Grant McCann was also in the frame, and would have been a sensible appointment, albeit one aided by the caveat of recency bias, with McCann having taken Hull up from League One as champions last season but having failed to come close to doing so with Peterborough. That the Posh’s time in the third tier at that point more closely resembled Sunderland’s current four-year stint as opposed to Hull’s sojourn to the third tier shows why Neil is likely a better fit than McCann. Both are far superior to the fanciful dreams of Keane repeating the tricks of his previous years with the club.

Promotions to the top flight of Scottish and English football came with Hamilton and Norwich before Neil turned 36. 2022 will be his tenth year in management and the Scot has only just reached the big 4-0.

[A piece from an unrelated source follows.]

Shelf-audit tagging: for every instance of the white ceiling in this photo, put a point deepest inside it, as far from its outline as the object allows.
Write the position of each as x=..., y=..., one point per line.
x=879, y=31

Sunderland have made Neil’s job harder through their indecision. The Black Cats were second in League One when Lee Johnson got the chop after a 6-0 defeat to Bolton. It’s not often a single game decides a manager’s fate, and there were problems with Johnson’s reign, but in acting so decisively to rid themselves of a very decent manager in the middle of a promotion battle, it was expected there would be a quick turnaround in the dugout. One out, one in. If only.

While the managerial search has seemingly focussed completely on Keane to the outside world, Sunderland conspired to lose at home to Doncaster and then away at League One new boys Cheltenham Town in midweek. In ridding themselves of their more than capable manager and taking this long to hire a new one, Sunderland have dropped to fourth in the table and are now looking over their shoulder at Sheffield Wednesday and Plymouth on the play-off periphery.

Such has been Rotherham and Wigan’s domination at the top that they already feel out of reach, to most managers at least. Neil is a rare breed of manager in the game who can bring defensive solidity alongside entertaining football and results to match. Adept at making a team greater than the sum of its parts, particularly with the low budget he had to work with at Preston, Neil could be on to great things with the talent at his disposal at Sunderland – Jermain Defoe, Alex Pritchard, Luke O’Nien and so many more are not League One standard players.

Neil is not a League One standard manager, and he has not come to Sunderland to be one for any longer than he needs to be. So many associated with the club wanted the fantasy that Keane would have brought to the club, but there is no greater happiness for a club mired in the third tier of English football than to get out of it and headed in the right direction after so much struggle in the past decade. Neil is their safest and soundest bet for that. It doesn’t get any more exciting than this.